Common Questions

Among the dentist's recommendations, which treatments are absolutely necessary? Which are elective? Which are cosmetic? Which procedures are urgently needed, and which ones are less urgent?
Your dentist should be able to prioritize a treatment schedule to help you distinguish problems needing immediate attention from those that are less urgent. Often, treatment can be phased in over time. Be sure you understand the consequences of delaying treatment.

Is one toothpaste better than others?
Generally, no. However, it's advisable to use a fluoride containing toothpaste to decrease the incidence of dental decay. We recommend our patients use what tastes good to them as long as it contains fluoride.

How often should I floss?
Flossing of the teeth once per day helps to prevent cavities from forming between the teeth where your toothbrush can't reach. Flossing also helps to keep your gums healthy.

What's the difference between a "crown" and a "cap"?
These are restorations to repair a severely broken tooth by covering all or most of the tooth after removing old fillings, fractured tooth structure, and all decay. The restoration material is made of gold, porcelain, composites, or even stainless steel. Dentists refer to all of these restorations as "crowns". However, patients often refer to the tooth-colored ones as "caps" and the gold or stainless steel ones as "crowns".

What's the difference between a "bridge" and a "partial denture"?
Both bridges and partial dentures replace missing teeth. A bridge is permanently attached to abutment teeth or, in some cases, implants. A partial denture is attached by clasps to the teeth and is easily removed by the patient. Patients are usually more satisfied with bridges than with partial dentures.

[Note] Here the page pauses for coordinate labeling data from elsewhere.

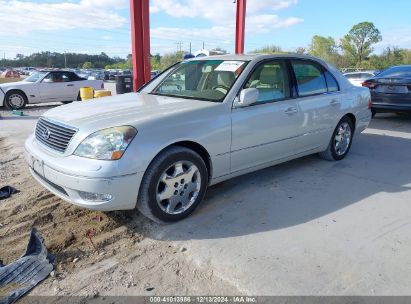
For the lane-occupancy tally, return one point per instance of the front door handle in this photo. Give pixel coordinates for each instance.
(291, 111)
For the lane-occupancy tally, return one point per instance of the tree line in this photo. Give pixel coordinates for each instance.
(61, 60)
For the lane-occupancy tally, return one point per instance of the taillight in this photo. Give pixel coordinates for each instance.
(369, 84)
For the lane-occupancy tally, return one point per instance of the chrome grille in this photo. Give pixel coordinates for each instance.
(54, 135)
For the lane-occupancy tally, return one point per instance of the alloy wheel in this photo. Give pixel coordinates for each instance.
(178, 187)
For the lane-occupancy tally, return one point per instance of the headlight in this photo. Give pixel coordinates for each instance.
(107, 144)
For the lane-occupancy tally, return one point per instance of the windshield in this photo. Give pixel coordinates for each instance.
(201, 79)
(404, 71)
(35, 76)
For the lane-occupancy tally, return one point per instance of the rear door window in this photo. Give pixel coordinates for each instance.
(310, 78)
(332, 84)
(271, 80)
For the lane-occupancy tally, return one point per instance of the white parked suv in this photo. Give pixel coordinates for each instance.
(45, 86)
(201, 122)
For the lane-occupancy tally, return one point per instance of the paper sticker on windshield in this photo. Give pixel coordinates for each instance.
(229, 66)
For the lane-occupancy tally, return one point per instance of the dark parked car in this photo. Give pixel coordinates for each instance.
(391, 90)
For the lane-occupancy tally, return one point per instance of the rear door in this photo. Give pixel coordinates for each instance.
(319, 100)
(265, 131)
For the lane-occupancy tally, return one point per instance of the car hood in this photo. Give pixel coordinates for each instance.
(126, 109)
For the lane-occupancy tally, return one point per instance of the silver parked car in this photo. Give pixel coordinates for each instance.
(201, 122)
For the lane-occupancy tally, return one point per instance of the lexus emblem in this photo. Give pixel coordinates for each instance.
(46, 133)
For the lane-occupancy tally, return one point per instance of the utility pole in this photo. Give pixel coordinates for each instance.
(179, 46)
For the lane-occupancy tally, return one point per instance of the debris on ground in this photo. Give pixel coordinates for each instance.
(19, 277)
(6, 192)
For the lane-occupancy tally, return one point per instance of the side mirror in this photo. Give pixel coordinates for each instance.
(247, 97)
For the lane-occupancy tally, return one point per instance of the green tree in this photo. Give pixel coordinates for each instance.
(88, 65)
(359, 41)
(301, 50)
(323, 47)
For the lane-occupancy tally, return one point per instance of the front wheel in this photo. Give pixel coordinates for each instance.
(173, 185)
(15, 100)
(340, 142)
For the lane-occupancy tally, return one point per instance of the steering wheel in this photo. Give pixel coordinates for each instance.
(221, 88)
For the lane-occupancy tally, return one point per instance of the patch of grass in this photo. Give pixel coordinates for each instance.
(6, 80)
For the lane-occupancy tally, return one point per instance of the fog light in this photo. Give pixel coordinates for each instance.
(95, 197)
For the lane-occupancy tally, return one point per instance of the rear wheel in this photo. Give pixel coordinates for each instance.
(341, 141)
(173, 185)
(15, 100)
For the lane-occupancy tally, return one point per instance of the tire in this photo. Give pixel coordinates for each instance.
(340, 142)
(15, 100)
(167, 194)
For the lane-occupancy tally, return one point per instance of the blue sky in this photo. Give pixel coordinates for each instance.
(95, 26)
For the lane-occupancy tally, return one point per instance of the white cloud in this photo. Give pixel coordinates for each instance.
(29, 17)
(261, 18)
(217, 11)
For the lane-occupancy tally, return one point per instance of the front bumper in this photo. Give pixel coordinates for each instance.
(123, 189)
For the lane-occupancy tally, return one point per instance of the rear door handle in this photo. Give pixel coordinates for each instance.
(291, 111)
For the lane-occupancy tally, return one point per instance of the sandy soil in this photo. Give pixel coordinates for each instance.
(96, 253)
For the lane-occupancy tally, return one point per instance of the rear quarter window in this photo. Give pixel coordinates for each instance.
(310, 78)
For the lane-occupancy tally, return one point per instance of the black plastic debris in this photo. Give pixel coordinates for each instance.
(21, 276)
(6, 192)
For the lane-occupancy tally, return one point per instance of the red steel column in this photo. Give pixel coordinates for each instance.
(240, 26)
(140, 40)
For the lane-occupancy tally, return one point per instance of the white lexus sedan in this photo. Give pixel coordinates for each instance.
(45, 86)
(201, 122)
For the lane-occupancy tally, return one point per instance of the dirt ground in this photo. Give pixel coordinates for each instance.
(96, 253)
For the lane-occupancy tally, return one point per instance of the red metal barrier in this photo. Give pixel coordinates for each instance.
(240, 26)
(140, 39)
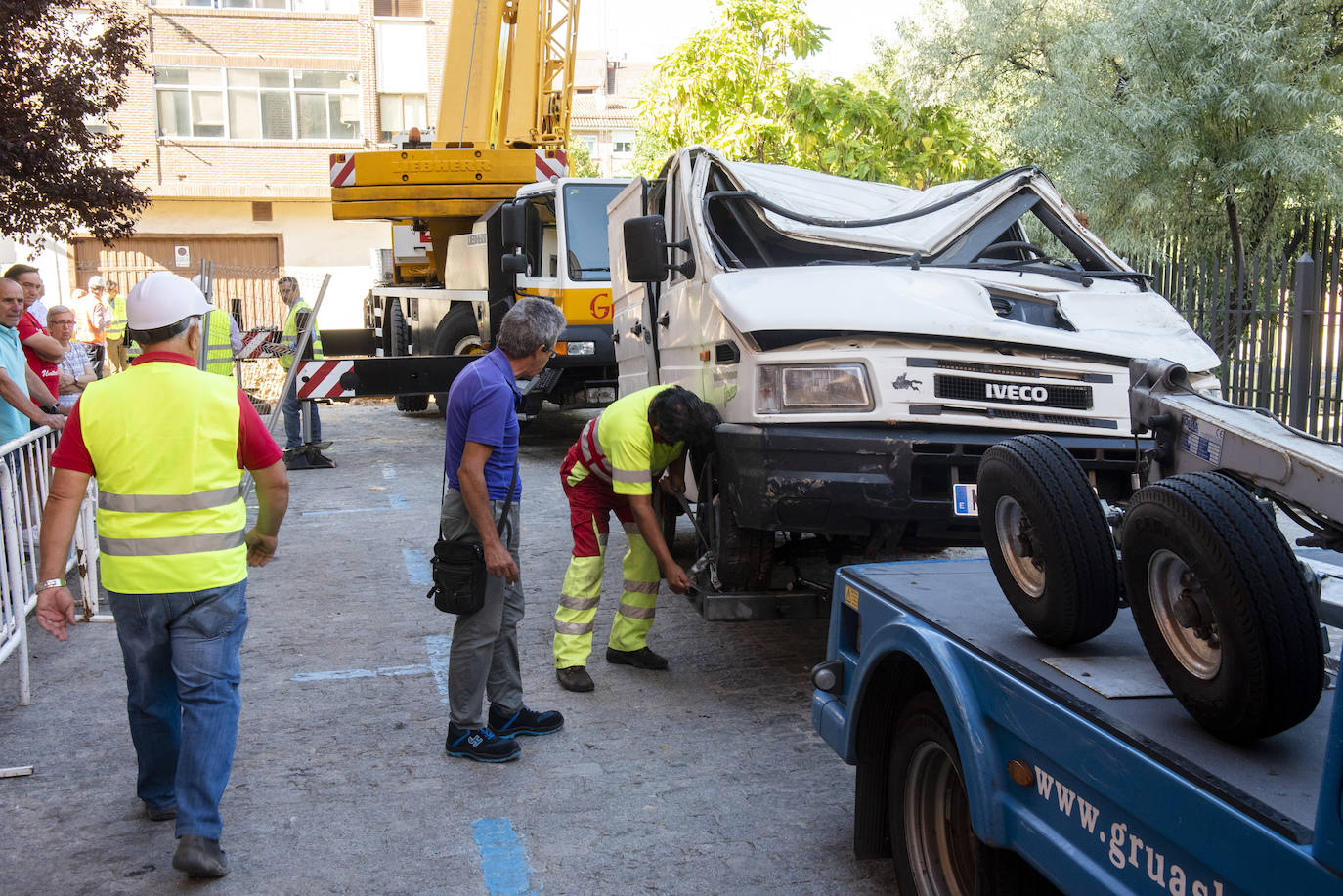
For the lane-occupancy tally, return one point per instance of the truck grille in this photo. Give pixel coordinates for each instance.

What about "silver" fillings versus "white" fillings?
Although the U.S. Public Health Service issued a report in 1993 stating there is no health reason not to use amalgam (silver fillings), more patients today are requesting "white" or tooth-colored composite fillings. We also prefer tooth-colored fillings because they "bond" to the tooth structure and therefore help strengthen a tooth weakened by decay. While fillings are also usually less sensitive to temperature, and they also look better. However, "white" fillings cannot be used in every situation, and if a tooth is very badly broken-down, a crown will usually be necessary and provide better overall satisfaction for the patient.

Do I need to have a root canal just because I have to have a crown?
No. While most teeth which have had root canal treatments do need crowns to strengthen the teeth and to return the teeth to normal form and function, not every tooth needing a crown also needs to have a root canal.